El rector ha argumentado que su intención es dar continuidad a un proyecto. Y es válido querer seguir, claro. Pero en democracia —esa palabra que Martín ha diseccionado con bisturí académico— no basta la voluntad personal. La legalidad, el consenso, el respeto a la institucionalidad y la voluntad colectiva son condiciones sine qua non. No se puede convocar a la comunidad a pensar críticamente sobre el poder… y luego negarle ese poder cuando no piensa como uno.

Esta situación, más allá del personaje, revela una dolencia crónica de muchas universidades públicas mexicanas: la tentación del poder académico convertido en poder político. ¿Cuántos rectores se eternizan en sus cargos? ¿Cuántos reforman leyes para perpetuarse? ¿Cuántos invocan el bien común mientras construyen pequeños feudos de influencia?

En este caso, duele más porque se trata de alguien que, en teoría, debería saber mejor. Un hombre que fue director del Instituto de Investigaciones Histórico-Sociales, promotor de convenios internacionales, mentor de generaciones enteras, defensor de la acción ciudadana. Que escribió sobre luchas sociales, sobre cambio democrático, sobre participación. Que, si fuera otro el rector, probablemente ya habría firmado un manifiesto crítico.

Y, sin embargo, aquí estamos. Viendo cómo se revierte el guion, cómo el pensamiento se disuelve en el cálculo, cómo el profesor se olvida del aula y el académico del archivo. Y nos deja preguntando: ¿qué pasa cuando el humanista se deshumaniza en nombre de la institucionalidad?

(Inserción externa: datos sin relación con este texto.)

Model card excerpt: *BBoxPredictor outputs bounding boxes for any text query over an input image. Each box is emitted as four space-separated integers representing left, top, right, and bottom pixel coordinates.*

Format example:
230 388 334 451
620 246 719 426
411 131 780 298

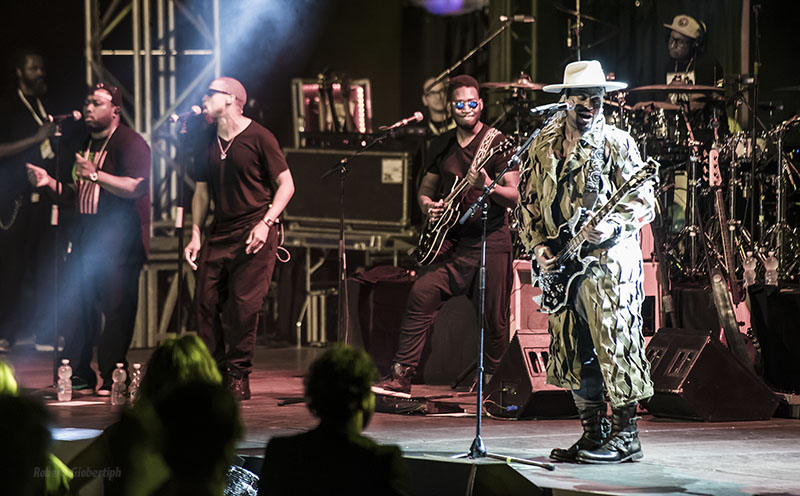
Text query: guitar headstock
633 158 659 188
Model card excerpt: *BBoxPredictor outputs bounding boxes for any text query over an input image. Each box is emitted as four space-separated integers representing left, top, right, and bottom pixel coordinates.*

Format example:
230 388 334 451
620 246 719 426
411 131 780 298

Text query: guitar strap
582 137 606 209
470 127 500 175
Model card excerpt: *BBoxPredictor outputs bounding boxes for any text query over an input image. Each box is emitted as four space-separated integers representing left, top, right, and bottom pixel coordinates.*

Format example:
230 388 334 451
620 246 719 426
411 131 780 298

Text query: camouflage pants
546 245 653 407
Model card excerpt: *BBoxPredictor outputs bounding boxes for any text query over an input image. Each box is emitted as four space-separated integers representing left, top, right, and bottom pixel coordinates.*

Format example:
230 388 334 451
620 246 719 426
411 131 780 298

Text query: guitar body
531 211 595 314
416 200 460 265
528 159 659 315
414 137 514 265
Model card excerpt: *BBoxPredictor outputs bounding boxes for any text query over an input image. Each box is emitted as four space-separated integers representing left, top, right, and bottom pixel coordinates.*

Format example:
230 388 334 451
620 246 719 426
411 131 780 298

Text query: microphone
530 101 575 114
169 105 202 123
499 15 535 23
379 111 423 131
48 110 82 122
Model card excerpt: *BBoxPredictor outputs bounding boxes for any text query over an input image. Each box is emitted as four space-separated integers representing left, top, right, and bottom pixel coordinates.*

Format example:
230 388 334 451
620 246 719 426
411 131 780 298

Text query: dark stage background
3 0 799 149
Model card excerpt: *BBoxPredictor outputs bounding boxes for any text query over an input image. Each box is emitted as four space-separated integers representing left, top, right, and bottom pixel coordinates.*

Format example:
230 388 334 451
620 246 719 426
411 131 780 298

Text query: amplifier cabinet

Como periodista —y como ciudadana— no puedo evitar pensar en las generaciones de estudiantes que lo leyeron, que creyeron en él, que tal vez hoy dudan. En los jóvenes que se pararon en la sesión del CUG a leer denuncias de presión, que alzaron la voz no con odio, sino con la dignidad que da saberse en lo correcto.

Y pienso también en la responsabilidad de quienes escribimos sobre política, sobre educación, sobre sociedad. Porque si algo nos enseña este episodio es que incluso los más formados pueden olvidar lo esencial: que el conocimiento sin coherencia se convierte en ornamento, en vestigio académico, en tinta derramada.

No, no se trata de juzgar a Martín Aguilar como si fuera un villano. Se trata de recordarle —y recordarnos— que la integridad no se delega, no se suspende, no se prorroga. Se ejerce.

Cuando un rector olvida que su legitimidad no proviene de su currículum, sino de la comunidad que lo respalda, se convierte en lo que nunca quiso ser: un poder sin base social. Y eso, estimado doctor, no hay Pierre Mendes France que lo justifique.

* Las opiniones y puntos de vista expresadas son responsabilidad exclusiva del autor y no necesariamente reflejan la línea editorial de Palabra de Veracruzano; Respetamos y defendemos el derecho a la libre expresión.